Revisitando um Clássico: Engenheiros do Hawaii – GLM (1992)

“Nesses tempos de indigência estética, sai mais uma obra para nos causar dor de cabeça. Sai na praça ‘GLM’, 7o disco da banda gaúcha Engenheiros do Hawaii. As músicas são furibundas, como todo trabalho desses gaúchos. As letras, gongóricas e incompreensíveis, também cheias daquelas expressões chulas e desgastadas, que o populacho convencionou chamar ‘trocadalhos do carilho'”

O trecho acima faz parte de uma crítica da Folha de São Paulo de 30/10/92, imediatamente depois do lançamento de “GLM”, considerado por público e crítica (embora essa última tenha feito um reconhecimento apenas tardio) a obra-prima dos Engenheiros do Hawaii. É um trecho bastante rico, pois revela muito acerca da maneira como a banda era vista no cenário nacional e também destaca, de forma quase que involuntária, diversos aspectos do álbum que valem a pena ser detalhados.

Em relação à banda. A explosão do rock brasileiro dos anos 80 se deu com o desenvolvimento de três grandes cenas: São Paulo, Rio e Brasília. As três deram ao país grupos que buscavam explorar ou a atitude “Do It Yourself”, emprestada do punk, ou a procura por uma “brasilidade” em seus discos. Nesse sentido, os Engenheiros sempre foram vistos como “Outsiders”, pela temática ortodoxa de suas letras, pela sua origem gaúcha (citada duas vezes apenas nesse pequeno trecho) e pela complexidade de seus arranjos. A banda sempre teve ampla aceitação nos círculos populares, mas até o seu hiato em 2008 sempre recebeu diversos olhares antipáticos da mídia especializada.

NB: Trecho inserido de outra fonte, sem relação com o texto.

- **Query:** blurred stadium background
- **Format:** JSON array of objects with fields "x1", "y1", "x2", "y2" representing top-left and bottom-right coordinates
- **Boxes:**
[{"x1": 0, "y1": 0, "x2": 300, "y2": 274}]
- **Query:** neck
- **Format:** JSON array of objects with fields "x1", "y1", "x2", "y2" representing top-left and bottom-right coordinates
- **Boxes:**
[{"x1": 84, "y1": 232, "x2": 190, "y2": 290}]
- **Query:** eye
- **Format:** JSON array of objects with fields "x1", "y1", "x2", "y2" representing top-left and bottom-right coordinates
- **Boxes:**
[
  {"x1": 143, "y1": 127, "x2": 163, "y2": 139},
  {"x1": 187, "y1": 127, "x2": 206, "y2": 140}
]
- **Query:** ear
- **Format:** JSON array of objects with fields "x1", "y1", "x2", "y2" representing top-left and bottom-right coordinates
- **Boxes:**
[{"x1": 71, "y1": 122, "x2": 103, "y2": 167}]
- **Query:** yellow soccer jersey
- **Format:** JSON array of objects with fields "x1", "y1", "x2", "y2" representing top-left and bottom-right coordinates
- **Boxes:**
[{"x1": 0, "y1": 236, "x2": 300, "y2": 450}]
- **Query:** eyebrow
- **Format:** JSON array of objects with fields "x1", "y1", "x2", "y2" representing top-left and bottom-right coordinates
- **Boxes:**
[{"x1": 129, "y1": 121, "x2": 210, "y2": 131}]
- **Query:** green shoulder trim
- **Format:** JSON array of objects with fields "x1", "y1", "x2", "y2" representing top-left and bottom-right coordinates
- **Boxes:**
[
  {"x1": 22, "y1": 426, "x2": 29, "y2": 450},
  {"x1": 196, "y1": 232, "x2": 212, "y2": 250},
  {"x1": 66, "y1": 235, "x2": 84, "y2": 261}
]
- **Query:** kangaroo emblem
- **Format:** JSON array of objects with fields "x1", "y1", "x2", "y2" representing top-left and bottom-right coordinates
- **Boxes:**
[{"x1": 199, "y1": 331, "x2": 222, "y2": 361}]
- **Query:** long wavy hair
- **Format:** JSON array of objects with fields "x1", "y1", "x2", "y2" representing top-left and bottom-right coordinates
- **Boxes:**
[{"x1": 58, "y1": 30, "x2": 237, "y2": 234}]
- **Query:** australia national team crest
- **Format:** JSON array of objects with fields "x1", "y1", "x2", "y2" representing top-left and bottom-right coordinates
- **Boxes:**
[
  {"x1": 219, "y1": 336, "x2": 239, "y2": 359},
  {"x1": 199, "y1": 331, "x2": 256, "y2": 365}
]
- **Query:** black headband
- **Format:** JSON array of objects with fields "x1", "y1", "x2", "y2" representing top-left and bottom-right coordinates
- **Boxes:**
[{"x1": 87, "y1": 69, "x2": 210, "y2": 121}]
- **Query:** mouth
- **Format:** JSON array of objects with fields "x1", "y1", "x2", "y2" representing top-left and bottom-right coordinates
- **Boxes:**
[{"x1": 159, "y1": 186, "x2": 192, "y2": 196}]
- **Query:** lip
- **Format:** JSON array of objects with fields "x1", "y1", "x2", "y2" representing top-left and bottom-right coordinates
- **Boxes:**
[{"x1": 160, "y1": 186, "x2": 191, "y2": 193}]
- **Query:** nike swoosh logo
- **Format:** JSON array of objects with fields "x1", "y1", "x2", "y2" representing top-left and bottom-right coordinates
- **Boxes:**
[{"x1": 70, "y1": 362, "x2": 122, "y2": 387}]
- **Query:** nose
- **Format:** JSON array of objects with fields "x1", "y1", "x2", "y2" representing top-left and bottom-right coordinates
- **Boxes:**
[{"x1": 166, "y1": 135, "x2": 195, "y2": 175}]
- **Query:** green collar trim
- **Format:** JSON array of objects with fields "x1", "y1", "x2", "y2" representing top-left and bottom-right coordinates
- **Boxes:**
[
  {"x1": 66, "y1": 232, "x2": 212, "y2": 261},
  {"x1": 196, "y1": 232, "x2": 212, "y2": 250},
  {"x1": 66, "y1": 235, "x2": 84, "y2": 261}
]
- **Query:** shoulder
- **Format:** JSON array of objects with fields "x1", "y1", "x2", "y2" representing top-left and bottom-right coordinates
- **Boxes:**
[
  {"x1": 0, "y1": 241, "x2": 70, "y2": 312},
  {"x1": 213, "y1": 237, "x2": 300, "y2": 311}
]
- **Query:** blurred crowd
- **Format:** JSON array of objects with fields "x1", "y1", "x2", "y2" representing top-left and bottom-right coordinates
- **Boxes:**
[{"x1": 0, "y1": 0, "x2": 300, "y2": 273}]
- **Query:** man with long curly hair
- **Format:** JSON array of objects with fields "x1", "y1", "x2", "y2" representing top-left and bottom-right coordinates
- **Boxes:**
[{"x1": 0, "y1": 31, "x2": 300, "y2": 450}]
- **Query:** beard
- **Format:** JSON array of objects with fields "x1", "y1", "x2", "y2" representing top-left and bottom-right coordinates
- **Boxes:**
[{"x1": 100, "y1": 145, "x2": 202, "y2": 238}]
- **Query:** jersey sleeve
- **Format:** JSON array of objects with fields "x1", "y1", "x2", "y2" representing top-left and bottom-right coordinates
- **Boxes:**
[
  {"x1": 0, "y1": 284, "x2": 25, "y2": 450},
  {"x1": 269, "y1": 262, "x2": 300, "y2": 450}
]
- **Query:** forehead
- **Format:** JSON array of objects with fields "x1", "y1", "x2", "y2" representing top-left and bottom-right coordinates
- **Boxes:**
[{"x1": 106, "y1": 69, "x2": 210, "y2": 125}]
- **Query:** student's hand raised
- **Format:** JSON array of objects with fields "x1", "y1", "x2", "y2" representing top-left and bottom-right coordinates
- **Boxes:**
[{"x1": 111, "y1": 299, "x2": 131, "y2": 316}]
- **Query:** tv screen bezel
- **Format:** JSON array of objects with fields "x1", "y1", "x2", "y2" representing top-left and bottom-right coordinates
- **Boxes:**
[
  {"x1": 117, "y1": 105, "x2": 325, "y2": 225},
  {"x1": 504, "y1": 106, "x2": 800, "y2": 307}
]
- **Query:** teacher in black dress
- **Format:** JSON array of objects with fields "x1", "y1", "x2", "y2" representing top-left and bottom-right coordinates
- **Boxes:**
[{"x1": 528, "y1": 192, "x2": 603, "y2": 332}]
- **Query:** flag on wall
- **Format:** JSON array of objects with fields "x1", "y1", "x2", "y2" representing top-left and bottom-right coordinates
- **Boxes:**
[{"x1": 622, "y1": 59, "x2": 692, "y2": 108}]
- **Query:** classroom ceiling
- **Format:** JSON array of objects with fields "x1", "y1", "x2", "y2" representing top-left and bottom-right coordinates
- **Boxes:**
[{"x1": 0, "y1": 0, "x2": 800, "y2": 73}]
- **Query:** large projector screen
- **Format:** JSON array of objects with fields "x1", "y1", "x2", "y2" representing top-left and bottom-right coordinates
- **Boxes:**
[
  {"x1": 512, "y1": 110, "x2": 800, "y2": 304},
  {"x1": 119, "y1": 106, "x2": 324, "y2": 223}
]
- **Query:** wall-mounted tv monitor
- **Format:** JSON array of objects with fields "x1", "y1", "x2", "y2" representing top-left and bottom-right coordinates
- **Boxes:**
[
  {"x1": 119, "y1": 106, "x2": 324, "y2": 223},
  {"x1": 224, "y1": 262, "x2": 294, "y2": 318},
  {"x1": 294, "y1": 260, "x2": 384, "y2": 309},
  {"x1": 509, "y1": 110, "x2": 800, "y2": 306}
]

Em relação ao disco: “GLM” é apontado por muitos como o auge criativo da banda, tanto pela estrutura pouco usual das canções quanto pelas enigmáticas letras de Humberto Gessinger. É disparado o disco mais progressivo do grupo, fazendo com que até hoje muitos sites grandes os definem como “banda de rock progressivo”, embora isso não seja verdadeiro. Sua estética é baseada no álbum da figura à esquerda, da banda (essa sim) progressiva Emerson, Lake & Palmer, adaptada com uma sigla dos integrantes do trio – Gessinger, Licks e Maltz – em forma de engrenagem. É o último disco de estúdio da chamada “formação clássica” do grupo. Augusto Licks sairia da banda no ano seguinte, e Maltz em 1995.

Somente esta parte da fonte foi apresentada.